Farm Stories

Pulling Up Free Veggies

When I was growing up on the farm, weeds were the enemy. A noxious-weed commissioner would regularly patrol the area, perusing fields to make sure that none of those offending weeds were going to seed and multiplying. Offending farmers were fined. For my family’s farm to stay compliant, one of my jobs was to patrol the fencerows and pastures with a spade or hand-sprayer to eliminate the menace. With the spade, I was charged with digging out burdock, thistles, milkweed, and other miscreants by the roots. Even our lawn was a problem because it was infested with a broadleaf plantain that could not be cut down by our old reel lawnmower, so the plants multiplied.

Nowadays, I’m learning that people are foraging and eating many of these same plants that had been consigned to ignominy in the past. I should not be surprised. After all, Diet for a Small Planet by Frances Lappe in 1971 was a best-seller. But for most Americans of that generation and era, it was the ubiquitous Euell Gibbons, author of Stalking the Wild Asparagus (1962), who personified foraging in the 60s and 70s. As the face of Post Grape-Nuts commercials, he always said the cereal reminded him of hickory nuts. And those ads that began with “Ever eat a pine tree?” made his folksy face an icon, and he became a frequent guest on Johnny Carson’s The Tonight Show and other TV shows, as well as the butt of jokes. On the Carol Burnett show, a white-wigged John Byner quipped, “Ever lick a river?  Ever suck a sunflower? Ever try eating a pebble?”

Despite the ribbing, Gibbons, the author of 10 books on the subject, was a scholar of the wild who knew his weeds, and whose favorites were lamb’s quarters, rose hips, dandelion shoots, stinging nettles, cattails, purslane, and amaranth. Having learned foraging from his mother as a young boy, he saved his family in New Mexico from hunger when, as a young teen, he foraged for wild food for a month to feed his mother and siblings while his father left to find work during a drought. They survived on puffball mushrooms, lamb’s quarters, and wild garlic, and Gibbons learned to fish out wild rabbits from burrows with barbed wire. The New Yorker writer and Princeton professor John McPhee wrote a biographical piece about Gibbons after spending six days with him in the wilds of Pennsylvania. Gibbons, McPhee wrote, “…knew the world in a way no one else in his time has even marginally approached.”

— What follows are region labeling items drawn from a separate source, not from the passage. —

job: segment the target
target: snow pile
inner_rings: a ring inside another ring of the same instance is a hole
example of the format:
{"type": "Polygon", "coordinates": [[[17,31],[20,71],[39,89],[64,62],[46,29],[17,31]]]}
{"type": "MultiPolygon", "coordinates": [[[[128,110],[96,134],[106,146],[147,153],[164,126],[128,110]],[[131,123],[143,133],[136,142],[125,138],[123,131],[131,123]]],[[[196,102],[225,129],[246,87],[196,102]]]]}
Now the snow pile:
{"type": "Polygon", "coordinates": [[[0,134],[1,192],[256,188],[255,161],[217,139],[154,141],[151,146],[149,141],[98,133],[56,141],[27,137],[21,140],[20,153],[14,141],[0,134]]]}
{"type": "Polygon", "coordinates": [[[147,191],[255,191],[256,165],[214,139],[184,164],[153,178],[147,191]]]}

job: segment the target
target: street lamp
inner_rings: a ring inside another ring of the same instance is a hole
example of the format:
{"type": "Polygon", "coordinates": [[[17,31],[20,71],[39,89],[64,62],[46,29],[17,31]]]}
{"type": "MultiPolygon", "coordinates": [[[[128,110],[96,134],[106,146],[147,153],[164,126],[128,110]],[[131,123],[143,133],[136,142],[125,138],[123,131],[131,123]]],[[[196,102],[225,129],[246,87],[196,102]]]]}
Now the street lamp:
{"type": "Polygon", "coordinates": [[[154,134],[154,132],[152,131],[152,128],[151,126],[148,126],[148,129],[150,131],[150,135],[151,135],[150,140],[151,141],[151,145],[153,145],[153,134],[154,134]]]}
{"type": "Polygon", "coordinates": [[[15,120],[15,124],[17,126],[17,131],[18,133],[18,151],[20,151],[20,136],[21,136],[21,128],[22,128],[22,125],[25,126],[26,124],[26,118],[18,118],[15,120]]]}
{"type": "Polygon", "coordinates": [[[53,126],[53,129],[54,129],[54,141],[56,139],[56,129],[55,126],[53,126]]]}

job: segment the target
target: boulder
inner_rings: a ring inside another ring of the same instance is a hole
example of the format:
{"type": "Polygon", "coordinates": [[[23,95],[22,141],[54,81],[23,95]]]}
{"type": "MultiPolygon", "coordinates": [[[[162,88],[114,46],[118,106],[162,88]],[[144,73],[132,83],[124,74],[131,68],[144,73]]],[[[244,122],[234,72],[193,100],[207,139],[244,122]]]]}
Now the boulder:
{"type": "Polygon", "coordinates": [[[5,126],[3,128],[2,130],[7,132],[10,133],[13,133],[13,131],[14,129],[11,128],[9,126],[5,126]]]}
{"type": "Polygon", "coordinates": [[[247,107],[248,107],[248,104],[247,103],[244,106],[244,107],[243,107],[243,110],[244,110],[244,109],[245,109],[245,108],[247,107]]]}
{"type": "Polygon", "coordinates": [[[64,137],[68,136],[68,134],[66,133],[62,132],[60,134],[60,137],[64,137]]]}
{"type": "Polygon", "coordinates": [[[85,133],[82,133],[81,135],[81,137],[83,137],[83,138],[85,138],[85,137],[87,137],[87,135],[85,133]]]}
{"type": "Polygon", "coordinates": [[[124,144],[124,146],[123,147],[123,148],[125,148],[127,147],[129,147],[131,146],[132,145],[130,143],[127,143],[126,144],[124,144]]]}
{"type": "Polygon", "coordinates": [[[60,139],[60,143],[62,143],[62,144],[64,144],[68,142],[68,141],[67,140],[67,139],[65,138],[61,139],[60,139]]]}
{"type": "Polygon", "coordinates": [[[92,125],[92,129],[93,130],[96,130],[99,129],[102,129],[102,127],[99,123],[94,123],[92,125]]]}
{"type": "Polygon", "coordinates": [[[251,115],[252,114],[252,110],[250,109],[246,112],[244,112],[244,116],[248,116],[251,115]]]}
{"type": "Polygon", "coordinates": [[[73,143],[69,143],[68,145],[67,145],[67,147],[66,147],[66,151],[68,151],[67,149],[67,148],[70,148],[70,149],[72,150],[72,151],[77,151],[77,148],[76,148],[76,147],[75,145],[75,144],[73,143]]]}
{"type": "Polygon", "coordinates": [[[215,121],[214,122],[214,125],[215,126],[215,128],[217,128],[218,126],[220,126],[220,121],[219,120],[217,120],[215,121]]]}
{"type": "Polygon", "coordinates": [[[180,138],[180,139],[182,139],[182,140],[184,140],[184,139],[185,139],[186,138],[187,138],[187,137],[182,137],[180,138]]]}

And now, I read in the Eater blog that three new cookbooks on weeds have been published just in time for spring foraging season. Rooted Kitchen by Ashley Rodriguez, Into the Weeds by Tama Matsuoka Wong, and Forage and Feast by Chrissey Tracey serve up ideas for the use of these free and accessible wild plants. That same Eater article notes that foraging is not just for fine-dining chefs but is now the subject of social media tutorials and weekend workshops for the masses.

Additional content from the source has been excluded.